Event Stream Processor clusters are designed for simplicity and minimal need for interaction from administrators once started.
A cluster consists of a group of nodes, which are processes that run on hosts. A cluster can have a single node or multiple nodes. Single-node clusters provide a convenient starting point from which to build and refine multinode clusters.
A single-node cluster refers to a cluster with a single manager node (which functions as both a manager and a controller). In development and test environments, a single node cluster may be sufficient. You can deploy several projects to a single-node cluster that monitors project status and, if the project deployed had failover configured, restarts failed projects. However, as you develop and refine your Event Stream Processor environment, the demands on your cluster grow. You can therefore expand your cluster to include additional nodes and, if necessary, additional clusters.
When you have multiple manager nodes in a cluster, it is called a multinode cluster. In a multinode cluster, all manager nodes are considered primary, so there is no single point of failure in the cluster. However, if you configure only one controller for multiple managers, the controller can become a single point of failure.
When a project is deployed to a cluster, it maintains a heartbeat with one of the managers in the node. If the manager node detects three consecutive missed heartbeats from a project, it assumes project failure and issues a STOP command and, if the project deployed had failover figured, restarts the project.
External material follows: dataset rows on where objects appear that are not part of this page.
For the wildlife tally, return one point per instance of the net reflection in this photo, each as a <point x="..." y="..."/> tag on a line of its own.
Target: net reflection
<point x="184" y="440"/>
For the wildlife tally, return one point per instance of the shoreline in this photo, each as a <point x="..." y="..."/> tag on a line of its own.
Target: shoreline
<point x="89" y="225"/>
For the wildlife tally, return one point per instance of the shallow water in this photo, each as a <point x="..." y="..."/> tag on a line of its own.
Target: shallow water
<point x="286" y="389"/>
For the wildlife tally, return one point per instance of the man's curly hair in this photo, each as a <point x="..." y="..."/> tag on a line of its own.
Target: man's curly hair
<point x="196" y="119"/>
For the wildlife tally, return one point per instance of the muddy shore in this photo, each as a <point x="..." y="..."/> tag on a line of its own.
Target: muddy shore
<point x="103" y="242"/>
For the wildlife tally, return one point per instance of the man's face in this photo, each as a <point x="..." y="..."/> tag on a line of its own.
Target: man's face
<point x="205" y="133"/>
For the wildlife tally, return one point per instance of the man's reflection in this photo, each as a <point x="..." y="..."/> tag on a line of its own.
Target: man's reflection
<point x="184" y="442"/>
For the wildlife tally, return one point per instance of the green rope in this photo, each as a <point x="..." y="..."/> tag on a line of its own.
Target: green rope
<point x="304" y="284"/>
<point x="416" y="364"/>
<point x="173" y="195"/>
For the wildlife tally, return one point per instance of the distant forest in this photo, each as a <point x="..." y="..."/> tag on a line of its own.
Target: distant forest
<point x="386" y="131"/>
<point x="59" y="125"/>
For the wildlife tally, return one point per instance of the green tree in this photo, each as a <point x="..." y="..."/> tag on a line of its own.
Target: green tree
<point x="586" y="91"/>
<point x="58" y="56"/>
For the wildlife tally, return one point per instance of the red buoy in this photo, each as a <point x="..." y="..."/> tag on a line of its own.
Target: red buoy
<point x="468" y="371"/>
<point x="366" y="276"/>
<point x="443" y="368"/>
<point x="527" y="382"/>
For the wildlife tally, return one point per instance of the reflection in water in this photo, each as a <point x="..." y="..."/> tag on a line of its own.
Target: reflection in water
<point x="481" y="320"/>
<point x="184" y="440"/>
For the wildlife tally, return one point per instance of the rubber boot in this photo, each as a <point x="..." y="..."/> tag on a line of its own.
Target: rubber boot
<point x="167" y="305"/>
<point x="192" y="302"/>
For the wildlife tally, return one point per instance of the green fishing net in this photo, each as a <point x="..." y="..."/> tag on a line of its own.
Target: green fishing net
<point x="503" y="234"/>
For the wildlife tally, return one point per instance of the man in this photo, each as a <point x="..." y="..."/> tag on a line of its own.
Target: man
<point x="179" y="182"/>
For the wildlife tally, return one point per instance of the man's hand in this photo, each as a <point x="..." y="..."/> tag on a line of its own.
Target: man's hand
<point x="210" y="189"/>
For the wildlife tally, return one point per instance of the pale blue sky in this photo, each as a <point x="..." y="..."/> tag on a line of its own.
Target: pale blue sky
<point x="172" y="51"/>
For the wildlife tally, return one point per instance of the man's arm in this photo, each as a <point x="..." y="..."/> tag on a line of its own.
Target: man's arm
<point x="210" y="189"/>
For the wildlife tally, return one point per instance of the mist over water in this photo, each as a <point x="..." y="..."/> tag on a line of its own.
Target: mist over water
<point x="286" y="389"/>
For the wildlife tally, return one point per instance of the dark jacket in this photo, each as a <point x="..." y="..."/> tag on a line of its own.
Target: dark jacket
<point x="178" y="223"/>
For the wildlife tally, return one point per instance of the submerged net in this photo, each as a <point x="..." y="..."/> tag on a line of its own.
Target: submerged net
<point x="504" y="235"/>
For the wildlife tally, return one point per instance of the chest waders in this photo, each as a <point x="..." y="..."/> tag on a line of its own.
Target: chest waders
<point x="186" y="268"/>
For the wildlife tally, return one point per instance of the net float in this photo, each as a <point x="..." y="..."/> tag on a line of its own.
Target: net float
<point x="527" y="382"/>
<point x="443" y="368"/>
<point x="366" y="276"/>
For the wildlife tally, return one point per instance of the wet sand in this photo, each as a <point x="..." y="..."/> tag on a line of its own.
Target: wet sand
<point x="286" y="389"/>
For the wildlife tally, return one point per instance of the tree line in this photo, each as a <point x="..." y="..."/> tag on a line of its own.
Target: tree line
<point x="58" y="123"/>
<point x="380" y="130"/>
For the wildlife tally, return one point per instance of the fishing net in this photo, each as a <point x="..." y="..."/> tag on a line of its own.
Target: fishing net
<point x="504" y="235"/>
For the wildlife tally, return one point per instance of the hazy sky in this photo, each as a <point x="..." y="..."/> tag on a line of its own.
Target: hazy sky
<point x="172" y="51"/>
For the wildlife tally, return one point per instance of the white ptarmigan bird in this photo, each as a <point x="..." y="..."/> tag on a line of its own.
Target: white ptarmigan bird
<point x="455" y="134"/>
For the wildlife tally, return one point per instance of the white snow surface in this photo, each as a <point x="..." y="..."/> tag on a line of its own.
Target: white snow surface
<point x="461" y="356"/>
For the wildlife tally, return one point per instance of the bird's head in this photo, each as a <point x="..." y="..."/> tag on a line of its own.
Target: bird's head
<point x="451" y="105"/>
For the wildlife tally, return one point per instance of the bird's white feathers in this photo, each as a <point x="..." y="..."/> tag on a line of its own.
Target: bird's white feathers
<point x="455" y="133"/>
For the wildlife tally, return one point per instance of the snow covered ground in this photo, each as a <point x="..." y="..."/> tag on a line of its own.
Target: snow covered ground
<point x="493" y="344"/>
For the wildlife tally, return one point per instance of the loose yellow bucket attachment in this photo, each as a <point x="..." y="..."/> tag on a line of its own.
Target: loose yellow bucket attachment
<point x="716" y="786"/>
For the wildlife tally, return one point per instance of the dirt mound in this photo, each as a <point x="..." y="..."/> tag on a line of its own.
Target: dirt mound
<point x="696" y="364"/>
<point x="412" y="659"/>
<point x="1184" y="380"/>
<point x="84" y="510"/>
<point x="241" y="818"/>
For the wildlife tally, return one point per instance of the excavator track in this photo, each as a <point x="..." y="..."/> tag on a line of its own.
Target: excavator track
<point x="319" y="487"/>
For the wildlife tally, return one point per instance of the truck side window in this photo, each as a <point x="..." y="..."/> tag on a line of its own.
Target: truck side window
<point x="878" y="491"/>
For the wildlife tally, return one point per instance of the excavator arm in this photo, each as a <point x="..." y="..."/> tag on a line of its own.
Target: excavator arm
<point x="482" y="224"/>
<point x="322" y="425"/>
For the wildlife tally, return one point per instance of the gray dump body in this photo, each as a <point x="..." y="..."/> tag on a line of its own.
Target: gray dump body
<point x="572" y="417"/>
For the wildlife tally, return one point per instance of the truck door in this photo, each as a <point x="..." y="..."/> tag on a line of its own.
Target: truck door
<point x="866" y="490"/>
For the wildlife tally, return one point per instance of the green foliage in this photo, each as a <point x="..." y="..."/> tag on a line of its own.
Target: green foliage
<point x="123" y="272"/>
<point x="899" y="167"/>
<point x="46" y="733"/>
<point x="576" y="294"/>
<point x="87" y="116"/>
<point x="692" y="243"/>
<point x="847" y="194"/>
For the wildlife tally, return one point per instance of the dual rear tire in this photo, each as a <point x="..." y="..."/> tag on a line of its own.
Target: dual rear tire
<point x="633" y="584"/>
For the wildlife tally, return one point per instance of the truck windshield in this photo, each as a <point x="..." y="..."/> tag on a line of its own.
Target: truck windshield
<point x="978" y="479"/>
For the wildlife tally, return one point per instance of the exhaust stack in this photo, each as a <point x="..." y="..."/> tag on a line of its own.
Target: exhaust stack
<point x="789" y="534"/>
If your CPU utilization is operating at 100 percent, the project server may not be able to send heartbeats to the cluster manager, which stops the project. In multinode clusters, a different manager may be responsible for monitoring the project than the manager through which it is deployed.
Manager nodes are paired with other managers through a shared cache. If a manager node starts a project and subsequently fails, any other manager with a shared cache can take over management of the projects previously being monitored by the failed manager node.